When we visited Mom and Dad, he would proudly show me his newest rose bush or the swelling fruit on his fig tree; I might ask his advice about the spots on my tomatoes. They had moved, and Dad was cultivating a much smaller garden, planted in the porous soil of their ranch along the Sandy River. He still grew Golden Cross Bantam corn and Beefsteak tomatoes, but he was also planting new things. Huge dahlias now graced Mom’s table–they thrived in the porous soil that Dad amended with the abundant manure from their horses.
In the years that my husband and I lived overseas, I always included descriptions of the native flora for Dad in my letters.
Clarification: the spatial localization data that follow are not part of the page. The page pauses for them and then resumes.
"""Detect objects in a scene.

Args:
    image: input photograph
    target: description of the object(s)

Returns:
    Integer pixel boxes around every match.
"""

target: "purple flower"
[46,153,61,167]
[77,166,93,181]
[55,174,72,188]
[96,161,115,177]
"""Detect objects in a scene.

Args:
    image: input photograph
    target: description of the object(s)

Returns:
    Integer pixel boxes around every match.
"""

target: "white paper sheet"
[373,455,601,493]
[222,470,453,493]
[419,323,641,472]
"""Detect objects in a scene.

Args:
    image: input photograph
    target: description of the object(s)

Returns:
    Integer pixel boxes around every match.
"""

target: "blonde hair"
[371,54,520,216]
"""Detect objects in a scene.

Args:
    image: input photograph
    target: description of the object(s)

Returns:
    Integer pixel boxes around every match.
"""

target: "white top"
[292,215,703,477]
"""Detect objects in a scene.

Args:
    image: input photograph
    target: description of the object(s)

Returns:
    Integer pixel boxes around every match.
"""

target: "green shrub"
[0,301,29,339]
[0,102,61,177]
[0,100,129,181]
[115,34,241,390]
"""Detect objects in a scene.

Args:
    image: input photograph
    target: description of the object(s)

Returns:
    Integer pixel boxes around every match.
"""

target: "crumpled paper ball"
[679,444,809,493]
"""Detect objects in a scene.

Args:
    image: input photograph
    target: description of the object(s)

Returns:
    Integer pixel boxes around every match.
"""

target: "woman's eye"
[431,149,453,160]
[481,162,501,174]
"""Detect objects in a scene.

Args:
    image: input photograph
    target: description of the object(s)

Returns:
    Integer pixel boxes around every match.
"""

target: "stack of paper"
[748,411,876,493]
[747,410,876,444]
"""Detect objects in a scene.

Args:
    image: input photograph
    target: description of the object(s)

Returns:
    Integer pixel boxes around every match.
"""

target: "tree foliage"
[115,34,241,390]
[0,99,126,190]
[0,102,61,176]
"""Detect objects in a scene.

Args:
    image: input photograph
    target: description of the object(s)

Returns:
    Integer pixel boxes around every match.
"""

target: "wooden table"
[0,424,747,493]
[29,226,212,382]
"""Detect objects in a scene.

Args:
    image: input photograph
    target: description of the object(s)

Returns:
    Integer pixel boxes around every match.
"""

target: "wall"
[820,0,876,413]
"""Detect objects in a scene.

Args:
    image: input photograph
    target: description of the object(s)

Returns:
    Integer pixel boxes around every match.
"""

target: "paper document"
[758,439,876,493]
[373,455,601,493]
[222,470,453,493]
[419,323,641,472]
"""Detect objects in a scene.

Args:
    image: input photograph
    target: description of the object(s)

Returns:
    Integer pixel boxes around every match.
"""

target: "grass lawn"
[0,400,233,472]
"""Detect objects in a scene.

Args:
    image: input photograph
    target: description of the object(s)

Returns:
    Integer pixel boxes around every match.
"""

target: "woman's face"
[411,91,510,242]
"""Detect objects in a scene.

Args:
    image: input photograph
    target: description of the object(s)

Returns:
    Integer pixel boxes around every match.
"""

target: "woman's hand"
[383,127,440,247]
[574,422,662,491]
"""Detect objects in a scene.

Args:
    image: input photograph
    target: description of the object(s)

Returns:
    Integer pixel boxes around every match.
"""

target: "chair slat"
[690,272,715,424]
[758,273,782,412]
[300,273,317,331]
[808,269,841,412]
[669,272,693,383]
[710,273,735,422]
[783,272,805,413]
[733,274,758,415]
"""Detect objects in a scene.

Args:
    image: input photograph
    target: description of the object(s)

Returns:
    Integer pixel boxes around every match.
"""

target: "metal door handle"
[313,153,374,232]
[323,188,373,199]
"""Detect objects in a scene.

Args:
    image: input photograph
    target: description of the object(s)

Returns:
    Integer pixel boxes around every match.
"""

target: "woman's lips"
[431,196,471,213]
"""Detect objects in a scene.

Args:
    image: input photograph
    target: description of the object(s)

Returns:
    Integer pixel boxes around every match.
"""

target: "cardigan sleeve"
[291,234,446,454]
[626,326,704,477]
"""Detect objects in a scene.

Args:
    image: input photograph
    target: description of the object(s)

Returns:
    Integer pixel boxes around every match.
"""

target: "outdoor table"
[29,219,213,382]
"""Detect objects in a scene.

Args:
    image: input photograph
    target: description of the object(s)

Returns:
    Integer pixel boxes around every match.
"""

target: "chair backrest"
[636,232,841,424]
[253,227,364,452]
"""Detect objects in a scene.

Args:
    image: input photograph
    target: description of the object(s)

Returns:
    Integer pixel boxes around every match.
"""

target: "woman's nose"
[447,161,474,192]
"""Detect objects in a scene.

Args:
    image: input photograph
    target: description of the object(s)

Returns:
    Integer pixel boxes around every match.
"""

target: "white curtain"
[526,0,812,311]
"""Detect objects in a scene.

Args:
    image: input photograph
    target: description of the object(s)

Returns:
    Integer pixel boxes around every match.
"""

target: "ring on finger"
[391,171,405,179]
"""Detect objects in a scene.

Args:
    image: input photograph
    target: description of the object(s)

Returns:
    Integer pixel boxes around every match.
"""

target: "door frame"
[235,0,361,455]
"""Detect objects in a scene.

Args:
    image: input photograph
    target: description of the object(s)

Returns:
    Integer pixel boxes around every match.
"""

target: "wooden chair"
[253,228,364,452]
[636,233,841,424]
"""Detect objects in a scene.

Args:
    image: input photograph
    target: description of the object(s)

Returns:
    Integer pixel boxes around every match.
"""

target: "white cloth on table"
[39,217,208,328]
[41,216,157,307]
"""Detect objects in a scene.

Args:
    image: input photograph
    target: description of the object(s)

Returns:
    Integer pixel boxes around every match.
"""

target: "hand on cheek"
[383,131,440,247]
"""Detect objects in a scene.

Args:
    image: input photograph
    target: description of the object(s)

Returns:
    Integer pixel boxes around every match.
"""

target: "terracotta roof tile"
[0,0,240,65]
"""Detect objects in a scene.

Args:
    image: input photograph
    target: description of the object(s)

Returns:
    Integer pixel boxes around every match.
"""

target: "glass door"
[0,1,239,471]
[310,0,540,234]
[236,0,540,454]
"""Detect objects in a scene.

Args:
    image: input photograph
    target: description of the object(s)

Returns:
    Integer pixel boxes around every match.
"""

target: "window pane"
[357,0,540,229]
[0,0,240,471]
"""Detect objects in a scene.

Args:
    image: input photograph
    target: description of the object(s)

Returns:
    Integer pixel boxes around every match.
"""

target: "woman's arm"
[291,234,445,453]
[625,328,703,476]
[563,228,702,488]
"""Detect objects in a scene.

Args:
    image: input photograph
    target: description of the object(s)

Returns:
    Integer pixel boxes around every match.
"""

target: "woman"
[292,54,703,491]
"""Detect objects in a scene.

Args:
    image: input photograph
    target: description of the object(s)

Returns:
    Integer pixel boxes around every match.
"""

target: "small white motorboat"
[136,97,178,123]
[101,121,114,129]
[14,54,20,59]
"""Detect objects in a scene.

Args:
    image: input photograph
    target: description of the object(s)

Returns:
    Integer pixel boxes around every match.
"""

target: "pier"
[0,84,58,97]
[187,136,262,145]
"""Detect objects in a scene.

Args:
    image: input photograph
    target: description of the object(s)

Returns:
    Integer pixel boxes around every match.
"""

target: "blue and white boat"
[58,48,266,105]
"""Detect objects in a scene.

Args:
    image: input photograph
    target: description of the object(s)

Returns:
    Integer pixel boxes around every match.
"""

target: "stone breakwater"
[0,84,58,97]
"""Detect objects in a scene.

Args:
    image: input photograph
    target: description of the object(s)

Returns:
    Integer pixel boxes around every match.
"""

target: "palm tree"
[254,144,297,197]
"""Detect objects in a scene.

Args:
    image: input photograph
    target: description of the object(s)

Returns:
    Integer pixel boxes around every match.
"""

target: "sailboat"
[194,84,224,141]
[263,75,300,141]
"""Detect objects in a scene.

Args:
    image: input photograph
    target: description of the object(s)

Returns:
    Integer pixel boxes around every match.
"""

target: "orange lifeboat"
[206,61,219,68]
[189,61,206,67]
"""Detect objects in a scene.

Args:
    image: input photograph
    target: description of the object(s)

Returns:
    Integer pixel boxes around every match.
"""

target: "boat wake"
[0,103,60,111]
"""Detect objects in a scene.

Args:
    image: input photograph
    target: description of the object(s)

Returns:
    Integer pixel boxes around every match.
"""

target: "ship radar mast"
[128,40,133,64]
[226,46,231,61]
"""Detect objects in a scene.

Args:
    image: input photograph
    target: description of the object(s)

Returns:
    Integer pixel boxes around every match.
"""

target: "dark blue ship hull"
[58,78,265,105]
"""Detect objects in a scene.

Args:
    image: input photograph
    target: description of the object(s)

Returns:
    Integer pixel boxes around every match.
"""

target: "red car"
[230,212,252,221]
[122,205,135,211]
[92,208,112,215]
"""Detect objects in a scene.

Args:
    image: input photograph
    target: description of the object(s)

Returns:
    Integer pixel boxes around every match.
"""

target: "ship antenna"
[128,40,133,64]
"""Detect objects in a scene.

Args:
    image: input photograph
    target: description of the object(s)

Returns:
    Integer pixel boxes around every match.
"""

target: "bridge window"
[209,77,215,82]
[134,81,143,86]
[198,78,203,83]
I wrote of the joys and challenges of gardening in equatorial Uganda or in sub-tropical Sydney, and I knew he would get out the map or encyclopedia to visualize my new setting and the unfamiliar plants I mentioned.
In nearly every garden in the many places we’ve lived, I’ve planted something to remind me of Dad—a start of his lilac bushes, a Peace rose, a flowering quince, or tiny fragrant violets. Each time I pruned the rose or cut a bouquet of lilacs, I would think of him and his love for the garden.
Daddy died a few days before his 101st birthday. It had been a typically stormy spring, and I had brought a bouquet of daffodils to brighten his room on the dismal days. We sat together holding hands and looked out a big picture window, sharing pleasure in the blooming plum trees, and commenting on how wonderful the blossoms smelled after the rain. The garden connection was strong to the very last day, when the rain drizzling on the plum trees echoed the tears on my cheeks as I left his bedside for the last time.
Several years after Dad’s death, I invited my daughters to join me on an impromptu excursion to Mom and Dad’s property.
“Let’s go to the ranch tomorrow! The new owners take possession at the end of the week—this is our last chance.”
We quickly made arrangements for a farewell visit, and piled into the minivan with toddlers and coffee. At the ranch, we dodged mud puddles and waited out March showers under the overhang of the old barn. I reminisced about my teen years living there, and they laughed at shared memories of summer adventures at Grandpa and Grandma’s.
Violets made an impressionist carpet beneath the blooming quince in Dad’s front flower beds, and the lilac buds were beginning to show color. We made good use of the spade and empty plastic pots I had tossed in the van at the last minute, filling them with starts of shrubs and clumps of violets. I puzzled over some spiky green mounds, familiar, but past bloom and unrecognizable. At the last minute, I added them to the collection, and planted everything in my yard when I got home.
One morning the following February I stood with a cup of tea, looking out the window at my drab and colorless garden. Suddenly something caught my eye.
“There are snowdrops blooming!” I exclaimed to my husband. “I don’t remember planting any last fall.”
“I wouldn’t know,” said Larry. “That’s your territory.”
I stared at the nodding white bells, and suddenly remembered the unidentified green clumps I’d dug from Dad’s garden the previous spring. They had lined his flower beds, and now brought the bright promise of spring to my late-winter garden.
Dad and I, and the garden, were still connected.